Michael Spratt is testing two theories: can the government retroactively extend how long a person must wait for a pardon, and will people pay to find out?
Spratt is a partner at Abergel Goldstein & Partners, and he’s trying to crowd-fund a constitutional challenge for one of his clients. Michael Charron — his client – confessed to trafficking cocaine in 2008. He was, himself, an addict, and was dealing to feed his habit. He accidentally tried to sell to an undercover police officer.
Charron confessed to the crime, took responsibility for his actions, and underwent addiction counseling. He cleaned up, and went back to school. He was counting on applying for a pardon after his life was adequately patched up.
But in March 2012, the Conservative Government introduced Bill C-10. It was their omnibus justice bill that upended many aspects of the criminal justice system. One of the biggest changes came to the pardon system. In fact, it did away with “pardons” altogether.

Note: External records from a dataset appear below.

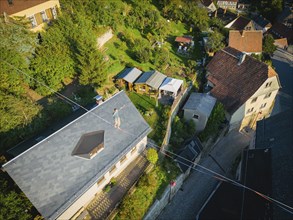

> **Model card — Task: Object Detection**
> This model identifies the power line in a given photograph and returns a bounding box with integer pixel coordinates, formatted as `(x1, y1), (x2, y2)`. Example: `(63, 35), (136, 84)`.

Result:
(148, 145), (293, 214)
(3, 61), (293, 214)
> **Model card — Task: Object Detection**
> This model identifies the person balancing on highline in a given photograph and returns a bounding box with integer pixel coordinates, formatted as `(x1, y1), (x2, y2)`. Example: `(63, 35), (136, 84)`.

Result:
(113, 105), (125, 129)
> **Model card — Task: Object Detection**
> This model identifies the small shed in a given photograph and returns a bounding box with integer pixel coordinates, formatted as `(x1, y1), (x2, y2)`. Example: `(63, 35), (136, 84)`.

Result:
(183, 92), (216, 132)
(116, 67), (142, 91)
(159, 77), (183, 98)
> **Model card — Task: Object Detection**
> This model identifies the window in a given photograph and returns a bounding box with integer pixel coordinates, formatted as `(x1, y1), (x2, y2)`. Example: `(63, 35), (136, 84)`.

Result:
(41, 11), (48, 22)
(130, 146), (136, 155)
(97, 176), (106, 185)
(110, 165), (117, 174)
(120, 155), (127, 164)
(28, 15), (37, 28)
(260, 103), (267, 109)
(51, 7), (57, 19)
(251, 97), (257, 104)
(246, 108), (254, 114)
(265, 82), (272, 88)
(264, 92), (272, 99)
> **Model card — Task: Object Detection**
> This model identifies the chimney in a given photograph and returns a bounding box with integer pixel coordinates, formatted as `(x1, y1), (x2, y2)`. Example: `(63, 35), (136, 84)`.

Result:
(238, 53), (246, 66)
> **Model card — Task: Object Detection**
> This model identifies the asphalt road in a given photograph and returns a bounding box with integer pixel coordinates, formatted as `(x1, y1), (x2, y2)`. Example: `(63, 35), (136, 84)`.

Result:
(158, 130), (252, 220)
(271, 49), (293, 115)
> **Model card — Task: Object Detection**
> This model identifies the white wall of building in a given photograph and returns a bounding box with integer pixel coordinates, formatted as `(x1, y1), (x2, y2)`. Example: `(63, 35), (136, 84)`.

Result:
(57, 137), (147, 220)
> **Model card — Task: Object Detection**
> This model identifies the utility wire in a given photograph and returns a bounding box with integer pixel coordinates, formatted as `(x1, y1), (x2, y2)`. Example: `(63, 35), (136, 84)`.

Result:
(3, 60), (293, 214)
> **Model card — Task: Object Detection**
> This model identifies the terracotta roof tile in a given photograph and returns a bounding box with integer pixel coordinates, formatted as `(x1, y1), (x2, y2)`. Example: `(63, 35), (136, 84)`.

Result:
(207, 47), (277, 113)
(229, 31), (262, 53)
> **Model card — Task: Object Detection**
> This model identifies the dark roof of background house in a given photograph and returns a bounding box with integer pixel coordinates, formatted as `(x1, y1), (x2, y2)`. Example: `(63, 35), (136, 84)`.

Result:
(3, 91), (151, 219)
(183, 92), (217, 117)
(269, 23), (293, 44)
(117, 67), (142, 83)
(230, 16), (251, 30)
(229, 30), (263, 53)
(253, 15), (272, 28)
(175, 137), (203, 172)
(255, 108), (293, 220)
(0, 0), (49, 15)
(207, 47), (277, 114)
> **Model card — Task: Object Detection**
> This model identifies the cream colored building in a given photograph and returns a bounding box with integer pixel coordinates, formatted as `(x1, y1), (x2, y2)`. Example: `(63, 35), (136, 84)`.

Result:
(3, 91), (151, 219)
(0, 0), (60, 32)
(207, 47), (281, 130)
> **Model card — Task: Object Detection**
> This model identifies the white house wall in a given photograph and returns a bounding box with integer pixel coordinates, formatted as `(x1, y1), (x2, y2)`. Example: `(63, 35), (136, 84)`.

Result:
(57, 137), (147, 220)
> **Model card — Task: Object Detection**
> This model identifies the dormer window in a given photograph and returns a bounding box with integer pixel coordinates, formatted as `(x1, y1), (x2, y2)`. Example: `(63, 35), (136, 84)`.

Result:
(71, 130), (105, 159)
(265, 82), (272, 88)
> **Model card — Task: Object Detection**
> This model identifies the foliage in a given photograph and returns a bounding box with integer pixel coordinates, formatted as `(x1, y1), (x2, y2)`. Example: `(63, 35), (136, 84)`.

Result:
(250, 0), (283, 21)
(115, 160), (179, 220)
(207, 31), (225, 52)
(0, 172), (33, 220)
(199, 103), (225, 141)
(263, 34), (277, 55)
(170, 116), (196, 148)
(147, 148), (159, 164)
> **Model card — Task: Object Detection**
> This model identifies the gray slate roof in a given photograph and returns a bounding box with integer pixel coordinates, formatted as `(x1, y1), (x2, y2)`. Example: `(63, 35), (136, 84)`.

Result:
(135, 70), (166, 89)
(117, 67), (142, 83)
(3, 91), (151, 219)
(183, 92), (216, 117)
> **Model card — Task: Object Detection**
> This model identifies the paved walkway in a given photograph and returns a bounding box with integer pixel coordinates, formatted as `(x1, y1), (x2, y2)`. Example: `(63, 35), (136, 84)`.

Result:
(158, 130), (252, 220)
(87, 156), (148, 219)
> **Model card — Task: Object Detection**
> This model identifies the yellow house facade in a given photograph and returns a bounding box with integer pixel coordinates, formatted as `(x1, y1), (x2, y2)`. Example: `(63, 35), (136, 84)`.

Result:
(0, 0), (60, 32)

Bill C-10 introduced the idea of “record suspensions.” More importantly, it means that those with convictions will have to wait longer before they can suppress their criminal conviction.
For those with summary convictions, they will have to wait five years (up from three) whereas those will have to wait a decade (previously, they waited only five years.)
Those with more than three indictable convictions of two or more years will never be able to apply for a record suspension.
It’s a change that will fall hardest on those with drug convictions.